When President Reagan leaves office in January, he will leave a legacy of "the primetime presidency," a style of governing that will affect the nation's highest office for years, a Virginia Tech professor says.

"Reagan made television the instrument of government," Robert E. Denton Jr., head of the department of communication studies, said in an interview. "Television has changed the fundamental nature, structure and function of the American presidency."Denton, author of "The Primetime Presidency of Ronald Reagan," said Reagan did not manipulate television but rather adapted to the form and content of the medium, which deals in emotions and visual images instead of policy, issues and the nitty-gritty of daily government.

Television personalizes ideas through celebrities, and Reagan imitated that concept by turning the most complex issues into anecdotes and parables containing drama, a plot, a setting, a main character and a moral, Denton said.

"Reagan is a much better actor as president on television than he ever was in Hollywood," he said.

Denton said that in the eyes of many Americans, Reagan became president in much the same way as Larry Hagman of TV's "Dallas" fame became oil mogul J.R. Ewing. Reagan personalized the presidency so well that he fit the role people expect of the office, he said.

"Reagan was able to step through the television and join Americans in their living rooms in discussing the state of the nation," he said. "The true political power of the public no longer resides in the ballot or vote, but in the controls of the television."

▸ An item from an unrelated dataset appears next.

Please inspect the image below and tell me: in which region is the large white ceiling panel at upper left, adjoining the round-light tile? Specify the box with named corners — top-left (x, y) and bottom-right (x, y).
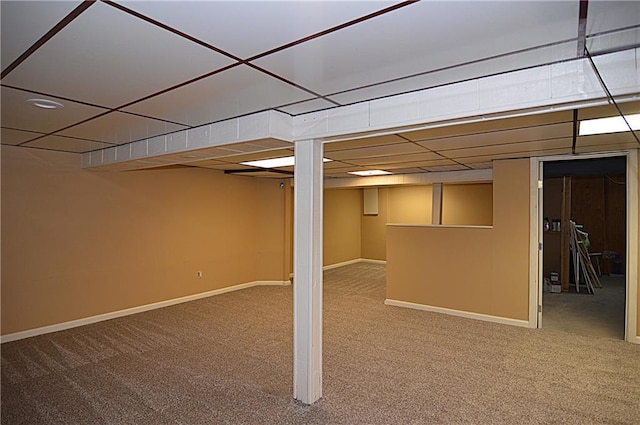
top-left (3, 2), bottom-right (232, 107)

Denton said Reagan left a three-part blueprint for his successors: that the president's message must fit television, that daily news must be crafted by the incumbent and that the president must be a media celebrity.

President-elect George Bush followed the first part of the blueprint during his campaign by using television to show stirring patriotic images, Denton said. By contrast, Massachusetts Gov. Michael Dukakis focused on issues and was seen as a "talking head."

Reagan's penchant for setting up photo opportunities in compelling situations - at the Statue of Liberty celebration, welcoming home a hero - created a "presidential persona" so strong that in the future candidates will be elected because they fit the public's idea of what a president should be, Denton said.

"Primarily because of television, presidents and presidential candidates will increasingly look the same, sound the same, and unfortunately, act the same," he added. "The presidency has become a product ... skills of public performance are more important than the skills of management."